Not all conversations reach the same highest level, the best is achieved, for me, when there is genuine dialogue between the composers, such as when Reich and Stephen Sondheim discuss similarities in their work during a 2015 moderate chat (“we share a fondness for the same harmonic structures, ”Sondheim says) or when Nico Muhly describes the ways in which Reich’s Music for 18 Musicians and a motet by William Byrd influenced his” No Uncertain Terms “. Conversations in which little is learned about the other participant’s work lack the depth of the other exchanges, but even there, however, reading the chatter is thrilling. Reich’s fans will develop a greater appreciation of his music, deepening their knowledge of his music based on tape loops and phase shifting, counterpoint and the composers who inspired him. Newcomers will discover an eclectic composer who drew from as disparate sources as electronic devices made at Bell Labs in the 1960s and the music of 12th-century French composer Pérotin to create the hypnotic Four Organs. Conversations with conductors Michael Tilson Thomas and David Robertson are particularly rich due to their enthusiasm, expansiveness and depth of technical detail, especially when Robertson talks about conducting Tehillim, Desert Music and other songs and Thomas discusses the public uprising during the performance of Four Organs at Carnegie Hall in 1973.

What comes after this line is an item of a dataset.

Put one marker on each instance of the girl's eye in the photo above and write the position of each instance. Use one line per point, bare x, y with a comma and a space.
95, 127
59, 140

This book has the great advantage of representing Steve Reich perfectly aligned with his music, with his essays and with his public interviews: there is no trace of forced academicism in the words of this composer, who knows how to express himself absolutely clearly and bluntly, strictly technical moments are rare (“The whole piece keeps moving in a cycle of four different key signatures, always moving up a minor third. Notice I don’t say D to F to A-flat to B, because it may be major, or minor or modal or chromatically altered “) and the narrative is smooth and easy. Reich is a shrewd communicator and knows how to avoid logical and semantic traps, managing both to maintain a friendly and discursive tone, and to keep the reader’s attention high by resorting to anecdotes and joking facts. A rewarding journey through the career of one of the pioneers of minimalist music.